Fans of space and alternate realities are living well. Not only is there big-time representation in theaters, the show of shows, For All Mankind, returns this week and was just renewed for a sixth and final season. Beyond that, the team behind For All Mankind is also getting ready to release Star City, a spinoff that tells the alt-history of that world from the other point of view. Since the Soviet Union beat the United States to the Moon, how did they do it?

Of course, that raises a lot of questions both on screen and off. Off-screen, fans are surely wondering how Star City will be different from For All Mankind. Will there be crossovers? How long can the show go? Will it follow the same structure? This week, io9 was among a group of press who visited the set of For All Mankind in Los Angeles, CA, and we spoke to showrunners Matt Wolpert and Ben Nedivi not just about that show, but about some of those Star City questions too. First off, here’s the new teaser for the show.

The biggest thing that differentiates Star City and For All Mankind is what is actually known about each space program. In the United States, it’s more or less an open book. In the Soviet Union, not so much. So, that was where the issues began.

“The hard thing with For All Mankind was how much was known about the Apollo program,” Ben Nedivi said. “So we had to find our own way. [With Star City] I actually think it’s an advantage. So little is known. So it feels like, even though it’s alt history, I think a lot of people watching the show are going to discover things and go, ‘There’s no way that’s real,’ and they will see. ‘No, no, no. It is…’ They were beating the Americans left and right forever. The fact that the Americans won the space race is sort of absurd considering the level of victories they had.”

Set in the late 1960s and into the early 1970s, Star City will follow cosmonauts, engineers, and intelligence officers in the Soviet Union who took big risks to make sure their country dominated space.
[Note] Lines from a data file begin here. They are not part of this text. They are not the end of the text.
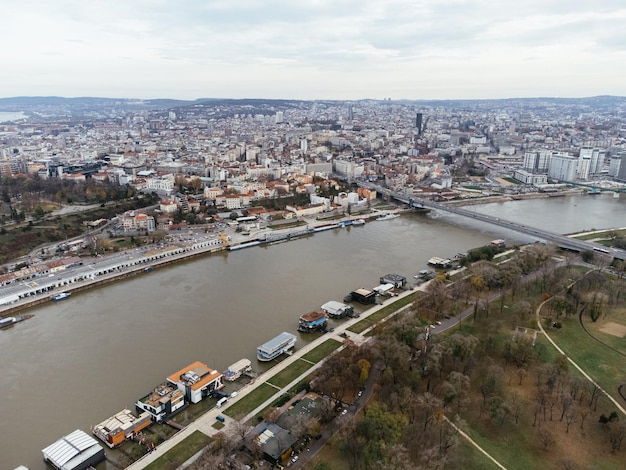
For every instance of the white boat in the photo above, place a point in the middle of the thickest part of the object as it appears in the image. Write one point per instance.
(275, 347)
(388, 216)
(60, 296)
(336, 309)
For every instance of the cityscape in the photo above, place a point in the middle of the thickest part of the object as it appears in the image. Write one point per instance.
(313, 235)
(214, 175)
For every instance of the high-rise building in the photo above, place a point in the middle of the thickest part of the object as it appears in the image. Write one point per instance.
(562, 167)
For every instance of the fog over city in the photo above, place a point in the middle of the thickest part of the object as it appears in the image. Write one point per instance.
(313, 49)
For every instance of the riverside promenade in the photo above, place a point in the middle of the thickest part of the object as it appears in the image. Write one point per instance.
(205, 423)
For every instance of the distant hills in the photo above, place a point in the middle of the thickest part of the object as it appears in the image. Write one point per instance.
(85, 104)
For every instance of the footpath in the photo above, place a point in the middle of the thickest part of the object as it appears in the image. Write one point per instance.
(205, 423)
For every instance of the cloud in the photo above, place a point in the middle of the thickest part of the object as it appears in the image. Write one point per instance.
(176, 47)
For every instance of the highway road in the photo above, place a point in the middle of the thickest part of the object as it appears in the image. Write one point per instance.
(558, 239)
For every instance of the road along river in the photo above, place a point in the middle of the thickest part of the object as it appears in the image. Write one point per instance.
(79, 361)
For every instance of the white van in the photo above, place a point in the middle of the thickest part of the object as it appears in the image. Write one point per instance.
(221, 401)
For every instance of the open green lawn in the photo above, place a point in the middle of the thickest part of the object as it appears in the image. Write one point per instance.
(322, 351)
(292, 372)
(176, 456)
(470, 458)
(604, 365)
(250, 401)
(616, 316)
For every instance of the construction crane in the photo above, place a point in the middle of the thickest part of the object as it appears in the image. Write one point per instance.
(225, 239)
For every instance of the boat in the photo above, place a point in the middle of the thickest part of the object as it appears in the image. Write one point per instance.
(387, 217)
(336, 309)
(121, 426)
(244, 245)
(236, 370)
(8, 321)
(275, 347)
(60, 296)
(439, 262)
(321, 228)
(312, 321)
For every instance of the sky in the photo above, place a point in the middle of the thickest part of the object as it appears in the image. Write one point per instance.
(313, 49)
However, unlike For All Mankind, Star City will be a more traditional show from season to season, if it goes that far.

“It was very important to us that the show not feel like a companion piece to For All Mankind that is just mimicking,” Wolpert said. “So this is not a show that jumps in time, actually. It lives in the 1970s. Cold War, spy thriller behind the Iron Curtain. And it’s just that era. And it also, creatively, is more interesting because… the beginning of season two picks up right where season one left off. We don’t have to figure out 10 years of life [in between].”

“We’re done with the decade time jumps and the makeup and the prosthetics,” Nedivi said for Star City. “For us, the only reason to do a spin-off is if it feels like its own thing. It feels like you’re really adding a different element. So for us, this show is not only its own show; it’s its own genre. It’s a totally different look, feel. And it really came through.”

StarcityRhys Ifans in Star City. – Apple TV

As for whether Star City’s race with the United States means characters from the first season of For All Mankind will return, don’t hold your breath.

“There are some small things,” Wolpert said. “There are definitely some characters that you might be familiar with from For All Mankind that are characters in Star City. But the overlap is smaller. Again, because we didn’t want people to think, ‘Oh, I have to have seen For All Mankind to watch Star City.‘ And so I think it’s more like Easter eggs for For All Mankind people.”

So even though Star City is set in the same world as For All Mankind and tells the other side of a bigger story, it only tells it in that very specific, 1970s space race time period. Which means, if the show goes multiple seasons, it’ll tell a continuous story without major time jumps.

Sounds like a perfect way to keep the For All Mankind fans satisfied while we wait for the sixth and final season, which we learned goes into production very soon.

Star City debuts on Apple TV May 29, the same day the season five finale of For All Mankind releases. The season premiere of that is Friday, March 27.